Display the image within the selected area#
First, get the coordinates of the new rectangle by the following code:
rec_coords = draw_control.last_draw.get('geometry')
rec_coords = rec_coords['coordinates']
xy1 = rec_coords[0][0] # lower left
xy2 = rec_coords[0][2] # upper right
print(f"Lower left: {xy1} \nUpper right: {xy2}")
Lower left: [121.179529, 25.057011]
Upper right: [121.303785, 25.126658]
Now we are ready to use another transformer to convert the coordinates back to the data CRS:
transformer2 = Transformer.from_crs("epsg:4326", da.rio.crs)

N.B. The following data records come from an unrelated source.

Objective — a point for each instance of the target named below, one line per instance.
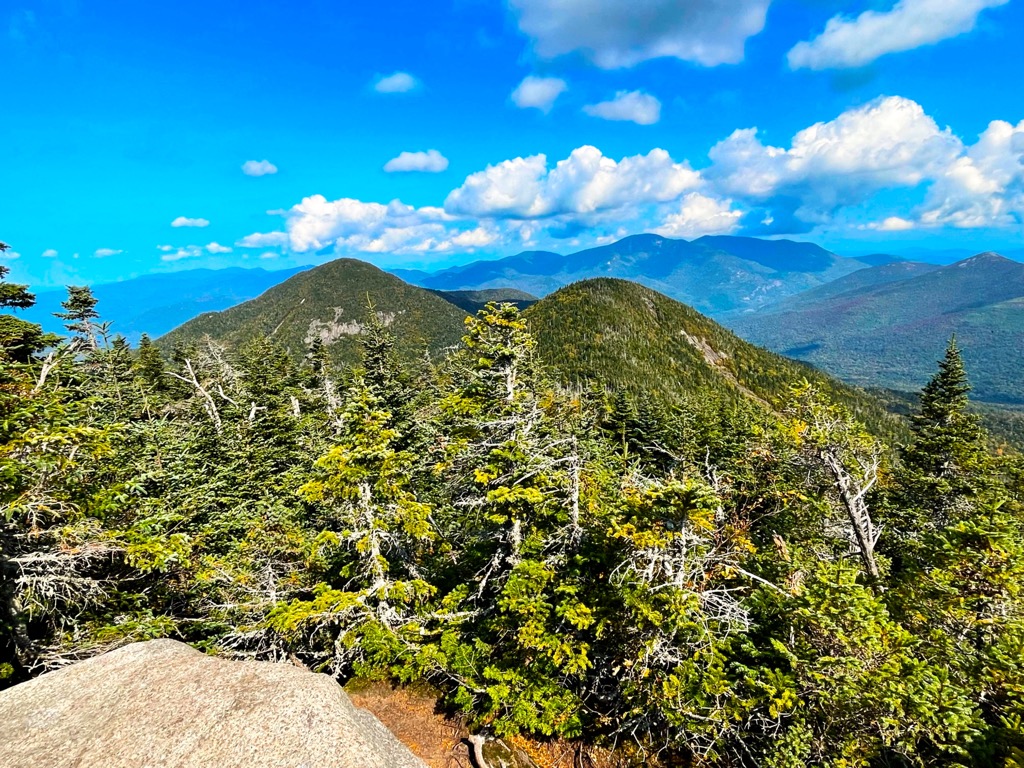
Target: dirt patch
(411, 713)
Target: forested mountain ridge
(729, 587)
(713, 273)
(890, 333)
(328, 304)
(611, 333)
(625, 336)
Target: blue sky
(553, 124)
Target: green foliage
(695, 549)
(329, 302)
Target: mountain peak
(986, 257)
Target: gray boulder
(164, 705)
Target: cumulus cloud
(910, 24)
(263, 240)
(985, 185)
(185, 221)
(170, 253)
(892, 224)
(399, 82)
(820, 177)
(430, 161)
(635, 107)
(890, 142)
(258, 168)
(585, 182)
(698, 214)
(624, 33)
(538, 93)
(374, 227)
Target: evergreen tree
(945, 469)
(18, 339)
(150, 364)
(947, 460)
(80, 313)
(11, 294)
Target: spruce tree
(80, 311)
(18, 339)
(947, 461)
(11, 294)
(150, 364)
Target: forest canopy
(713, 581)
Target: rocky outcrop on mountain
(163, 704)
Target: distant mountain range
(609, 332)
(714, 274)
(156, 303)
(879, 320)
(887, 326)
(616, 333)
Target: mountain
(329, 302)
(891, 333)
(715, 274)
(878, 259)
(859, 281)
(471, 301)
(156, 303)
(619, 333)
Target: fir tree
(150, 364)
(18, 339)
(946, 463)
(80, 311)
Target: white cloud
(910, 24)
(985, 185)
(399, 82)
(892, 224)
(430, 161)
(185, 221)
(258, 168)
(539, 93)
(890, 142)
(170, 253)
(263, 240)
(624, 33)
(585, 182)
(370, 227)
(635, 107)
(697, 215)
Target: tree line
(714, 583)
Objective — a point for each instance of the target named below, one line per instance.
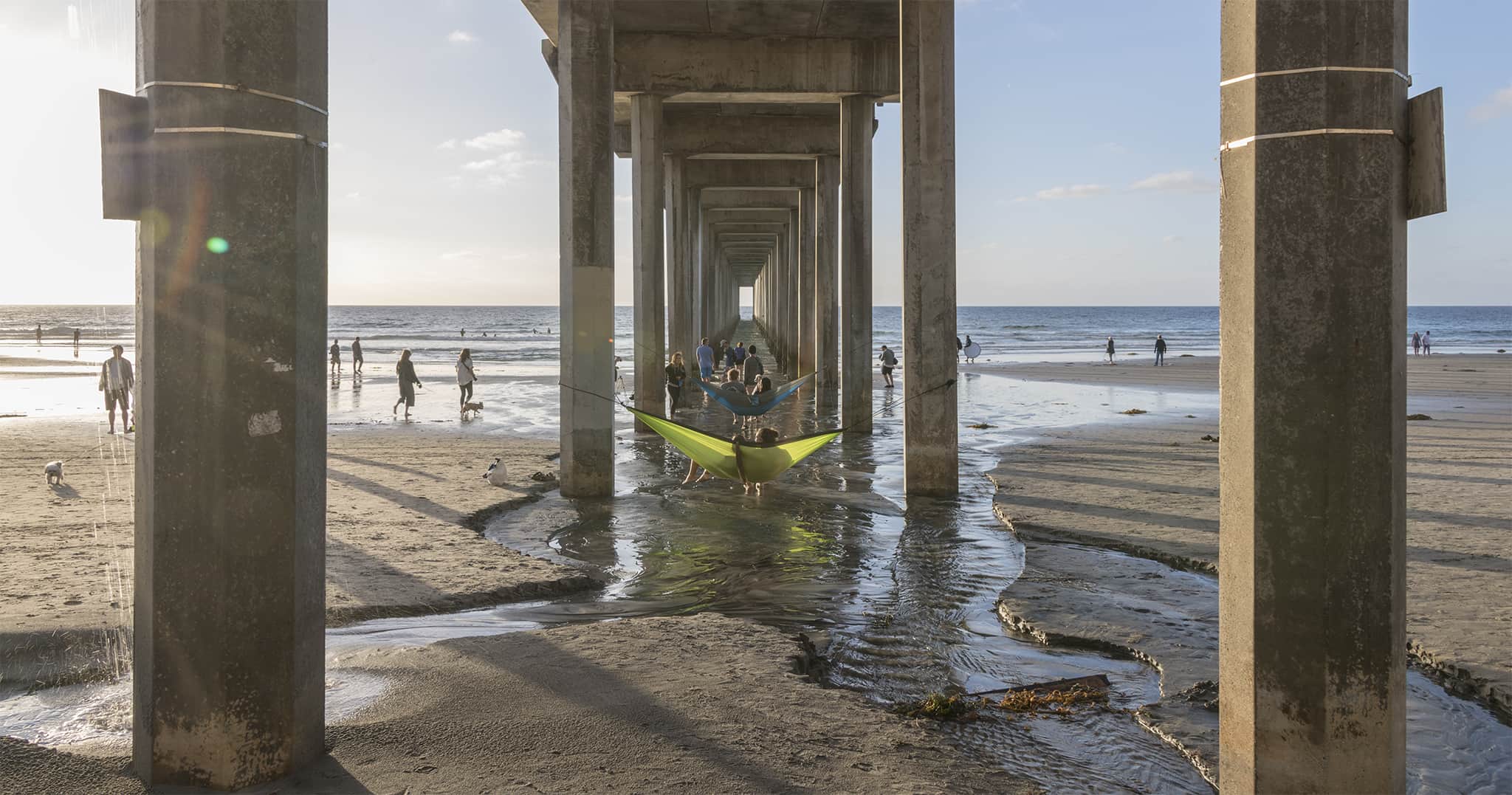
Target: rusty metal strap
(233, 86)
(1322, 131)
(241, 131)
(1251, 76)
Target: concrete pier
(1313, 258)
(856, 128)
(230, 450)
(826, 280)
(650, 269)
(585, 125)
(927, 43)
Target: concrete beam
(229, 617)
(930, 454)
(1313, 499)
(585, 67)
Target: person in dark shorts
(407, 383)
(676, 375)
(888, 363)
(115, 383)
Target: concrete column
(230, 454)
(650, 269)
(826, 280)
(856, 128)
(1313, 289)
(585, 129)
(678, 275)
(927, 79)
(808, 343)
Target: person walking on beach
(676, 374)
(464, 376)
(888, 363)
(752, 368)
(115, 383)
(705, 357)
(407, 383)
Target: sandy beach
(1148, 487)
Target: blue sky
(1086, 154)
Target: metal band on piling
(1251, 76)
(233, 86)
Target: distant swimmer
(115, 383)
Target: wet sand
(405, 512)
(1148, 487)
(699, 703)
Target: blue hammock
(753, 405)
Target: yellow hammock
(761, 463)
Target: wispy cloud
(499, 140)
(1066, 191)
(1497, 105)
(1177, 182)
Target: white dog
(498, 473)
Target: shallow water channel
(900, 596)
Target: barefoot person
(464, 375)
(115, 383)
(407, 383)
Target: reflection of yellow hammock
(723, 457)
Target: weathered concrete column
(927, 43)
(1313, 266)
(585, 125)
(230, 457)
(650, 269)
(678, 275)
(808, 330)
(826, 280)
(856, 128)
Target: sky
(1086, 154)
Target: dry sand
(1148, 486)
(405, 506)
(698, 703)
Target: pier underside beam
(1313, 531)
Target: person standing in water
(407, 383)
(115, 383)
(752, 368)
(705, 357)
(888, 363)
(676, 375)
(464, 375)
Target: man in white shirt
(115, 383)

slicing_coords = [transformer2.transform(lat, lon) for lon, lat in [xy1, xy2]]
slicing_coords
[(316361.7036834039, 2772496.3688340243),
(328995.23770548543, 2780047.5615810486)]
Use these numbers to slice the data again and finally plot the image within the new bounding box!
da_subset = da.sel(x=slice(slicing_coords[0][0], slicing_coords[1][0]), y=slice(slicing_coords[1][1], slicing_coords[0][1]))
da_subset
<xarray.DataArray (band: 3, y: 755, x: 1264)>
[2862960 values with dtype=uint8]
Coordinates:
* band (band) int64 1 2 3
* x (x) float64 3.164e+05 3.164e+05 3.164e+05 ... 3.29e+05 3.29e+05
* y (y) float64 2.78e+06 2.78e+06 2.78e+06 ... 2.773e+06 2.773e+06
spatial_ref int64 0
Attributes:
AREA_OR_POINT: Area
OVR_RESAMPLING_ALG: AVERAGE
_FillValue: 0
scale_factor: 1.0
add_offset: 0.0da_subset.hvplot.image(x='x', y='y', data_aspect=1, cmap='gray')
Every time you make a new rectangle selection on the map, you can repeat the slicing steps to extract and show the selected content.